These include cymA, which encodes an inner membrane periplasmic
tetraheme quinol dehydrogenase (CymA), and the mtrDEF-OmcA-MtrCAB
gene cluster, which encodes three outer membrane decaheme cytochromes (MtrF,
OmcA, and MtrC), two periplasmic decaheme cytochromes (MtrD and MtrA), and two
putative outer membrane
-barrel proteins (MtrE and MtrB). In addition
some small periplasmic tetraheme cytochromes such as the small tetraheme
cytochrome c and iron-induced flavocytochrome c3
may also play a role in Fe(III) respiration
(12,
13). Consideration of the
different cellular locations of these cytochromes has led to the proposal of a
mechanism of electron transfer for iron respiration in which electrons are
transferred from quinol via CymA to periplasmic multiheme cytochromes
(10,
11,
14). These periplasmic
cytochromes may then be able to nonspecifically reduce soluble Fe(III)
chelates, but in order to reduce insoluble Fe(III) complexes, the electrons
must then be passed to outer membrane cytochromes, e.g. OmcA.
Much of the work that has led to the development of this model for Fe(III)

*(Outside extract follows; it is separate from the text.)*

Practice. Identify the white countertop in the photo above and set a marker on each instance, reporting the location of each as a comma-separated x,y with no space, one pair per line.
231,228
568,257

respiration has been done on two species, Shewanella frigidimarina
NCMIB400 and Shewanella oneidensis MR-1. The genome sequence of the
latter has recently been completed and reveals that there are around forty
genes encoding c-type cytochromes in this organism, many of which are
predicted to be multiheme in character
(15). The large number of
c-type cytochromes synthesized during growth in the presence of
Fe(III) makes it difficult to assess the properties and function of individual
cytochromes in vivo. In this work, we have thus begun to resolve the
properties and functions of individual cytochromes in Fe(III) respiration
through heterologous expression of mtrA in Escherichia coli
with the aim of providing both large quantities of protein for biophysical
analysis and insight into any new metabolic capacity that the expression of
the gene confers.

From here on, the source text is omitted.